Why Can’t We Just Be Funny?
By Jake Kroeger on August 22, 2011
Unbeknownst to many people, there’s a war of sorts in the world of comedy. Two factions, “alternative” and “mainstream”, stand more opposed every night, ever jealous and judgmental of each other and the way they get their laughs. Mainstream refers to to the traditional sensibility of comedy in regards of how to write/produce/perform it and alternative meaning ignoring traditions and going for something new. Many performers, writers, etc. cannot reconcile their differences and take sides. As comedy is an art form, that’s especially reliant on the subjectivity of its consumer; This war has been ongoing since for decades with acts like Lenny Bruce and Andy Kaufman rejecting the idea of “Catskills” comedy in order to make people laugh.
Lenny Bruce “All Alone”
In fact, there’s virtually a wall separating them, erected mostly by marketing companies, agencies, etc. where some members of either faction judge each other in their own snobbish way, arms always folded, whispering to their cohorts, “Again with this fucking guy and his stupid 80’s TV reference puns?” or just covering their face in shame during a joke about how Asians still can’t drive. Accusations constantly fly over this metaphorical Berlin Wall of comedy, “That only works for that crowd,” or “you can’t play that room with that act.” Fortunately, most of the English speaking population isn’t aware of any such war happening at all. Most people just see something that’s funny to them, with no regard to whether it’s alternative or mainstream comedy, and give into the involuntary human reaction of laughter.
Making people laugh is what the most staunch supporters of either side often fail to recognize. Thus, the further entrenched both sides become when all they’re really doing is dashing their chances to be seen by more people. Kyle Kinane has a large, dedicated following of hipsters and comedy nerds while Bill Burr, who’s about to play Carnegie Hall and appear on Letterman, gets to play to a broad audience when either could be appreciated by either side.
With all of that in mind, the truth is that there is really no such thing as alternative or mainstream comedy.

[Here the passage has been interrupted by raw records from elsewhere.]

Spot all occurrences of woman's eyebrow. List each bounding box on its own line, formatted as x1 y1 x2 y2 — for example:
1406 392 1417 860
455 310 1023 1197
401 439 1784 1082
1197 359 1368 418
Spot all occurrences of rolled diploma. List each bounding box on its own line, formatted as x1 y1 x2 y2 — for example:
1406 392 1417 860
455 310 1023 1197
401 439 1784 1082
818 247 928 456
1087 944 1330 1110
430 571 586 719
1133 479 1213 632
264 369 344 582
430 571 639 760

As said before, those labels are largely made up. Funny is funny. The difference between the two is largely made up based on someone’s perception of what will make a specific demographic laugh. Though determining what’s funny is completely a subjective endeavor, just because someone doesn’t do jokes or someone delves into a flurry of rape jokes shouldn’t make them one or the other. If their material/performance/sketches/films/blogs are making people laugh on a regular and frequent basis, the only qualifier that need apply is funny.
Don Rickles on the Late Late Show with Craig Ferguson
One of the oldest working comedians today, Don Rickles, is still largely appreciated across the board, especially among comedians, for what he does. Technically, Rickles is considered to be a mainstream comedian from his days on Dean Martin’s Roasts, but even the weirdest comedians can and will laugh at Rickles insulting Craig Ferguson on the Late Late Show.
Sam Kinison’s First Appearance on Letterman
In Sam Kinison’s first appearance on Letterman, he donned a black trenchcoat and a very solemn face as he took the stage, nothing reminiscent of the rock star persona he adopted later, and preceded to do crowd work. In fact, he yelled at a man in the crowd. Technically, that’s a very alternative comedy act, but Sam Kinison can hardly be described as “alternative”. He was just damn funny to a whole bunch of people. The same can be said of Monty Python and the Holy Grail and how many people repeatedly watch it to laugh no matter how absurd and tangential the movie got.
Louis C.K. on Conan
The comedy concert film Tell Your Friends, which is really a showcase of what, again, can be called alternative comedy, has a number of comedians further explain that the “alternative” label is made up. In the film, performances come from Reggie Watts and Kurt Braunohler & Kristen Schaal, who have been on TV regularly. Watts has appeared on Conan more than any other comedian since he’s moved to TBS and Schaal has had one of the funnier pieces on The Daily Show this year. Though more than just nontraditional comedy acts, they all got a chance and they’ve entertained literally millions of people.